A herança da Dona Esperança(06/04/2006, RJ)



Acordei assustado, sem saber o que estava acontecendo. Ouvia pessoas correndo, gritos. Joguei-me dentro de um calção e fui para a rua. A manhã era cinzenta e a chuva caía miúda sobre minhas costas nuas. Era um dia daqueles onde a gente tenta não sair de casa, fazer nada. Gostamos de escancarar as janelas em dias bonitos, talvez para mascarar as mazelas da cidade. Nada como um bom dia de sol como curativo sobre as seqüelas da vida em nossa sociedade.

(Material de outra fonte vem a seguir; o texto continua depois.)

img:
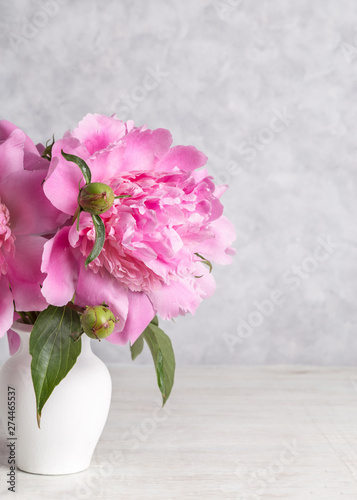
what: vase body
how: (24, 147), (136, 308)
(0, 321), (112, 474)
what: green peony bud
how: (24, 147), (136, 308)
(82, 306), (116, 340)
(78, 182), (114, 215)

Acompanhei o fluxo das pernas, indo na mesma direção. Na contramão, apenas uma menininha, alheia a tudo, a lambuzar-se deliciosamente com um sorvete de casquinha. Eu não sabia para aonde,mas continuava indo. Ela - a menina- passou por mim, rindo.

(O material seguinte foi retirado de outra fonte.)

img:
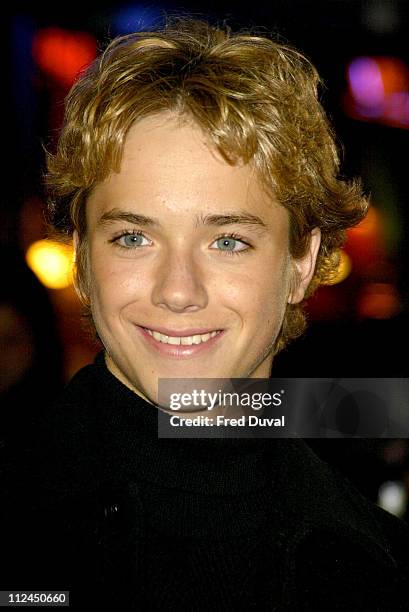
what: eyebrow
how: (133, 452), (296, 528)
(97, 208), (268, 230)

A princípio, pensei ser por causa dos coelhos estampados no meu short. Não dei importância na hora. A chuva ficou mais forte e eu, admito, estava aflito para saber qual era a questão de vida ou morte com o condão de fazer alguém correr para fora da cama num domingo encoberto. Fui chegando perto. Olhei para trás e vi novamente a menina, parada, olhando para mim. Usava um vestido florido, com uma faixa rosa de cetim. Quase fui atropelado por uma dona magrinha, com a cabeça cheia de rolinhos. Pulei de lado. Bobo seria eu se não saísse do caminho. A figura fininha esganiçava a voz, maltratava a garganta, repetindo, como um mantra:


-É meu! É meu!


O ouvido doeu. Uma moça vestida de noiva saiu correndo da igreja. Atravessou a rua e quase foi colhida pelo caminhão de cerveja. O que falta acontecer agora? Saído em disparada da sinagoga, e um judeu baixinho tem seu caminho cruzado pela nubente, e acaba pisando-lhe o véu. Ela reage rapidamente e, com um tabefe potente, derruba-lhe, e o solidéu. Mas não há briga. A rapariga pula o nanico esparramado, que é ajudado por uma amiga a se levantar. E recomeçam a andar rapidamente. Passam a minha frente; eu retardado pelo desconhecimento, freado pela curiosidade sem ganância. Apenas a ânsia de saber por que todos iam na mesma direção. Algo bate na minha nuca. Não me machuca, mas irrita. Procuro pelo chão e encontro uma bolinha de papel com manchas em uma cor esquisita. Já vi aquele guardanapo antes. Mas, onde? Continuo. Estou com frio, molhado. No meio da muvuca, uma chuva de papel picado.


Ou não. O bêbado olha pra cima e grita:

-É dinheiro, mermão! - e estica a mão. Mas não larga a pinga, que respinga pra todo o lado.


Sacudido no mar de gente, estou perdido, decepcionado, mareado. Vejo um homem de gravata a gritar bravatas enquanto atira notas ao povo. Do alto de suas botas com biqueiras de prata, dizia ser a herança da Dona Esperança.

Pelo que eu sabia ela foi a ultima da família, não teve filhos ou filhas. Parece que morreu do coração. Antes foram as irmãs Saúde e Educação. Acabaram-se falidas, sem um tostão. De onde vinha então aquele quinhão?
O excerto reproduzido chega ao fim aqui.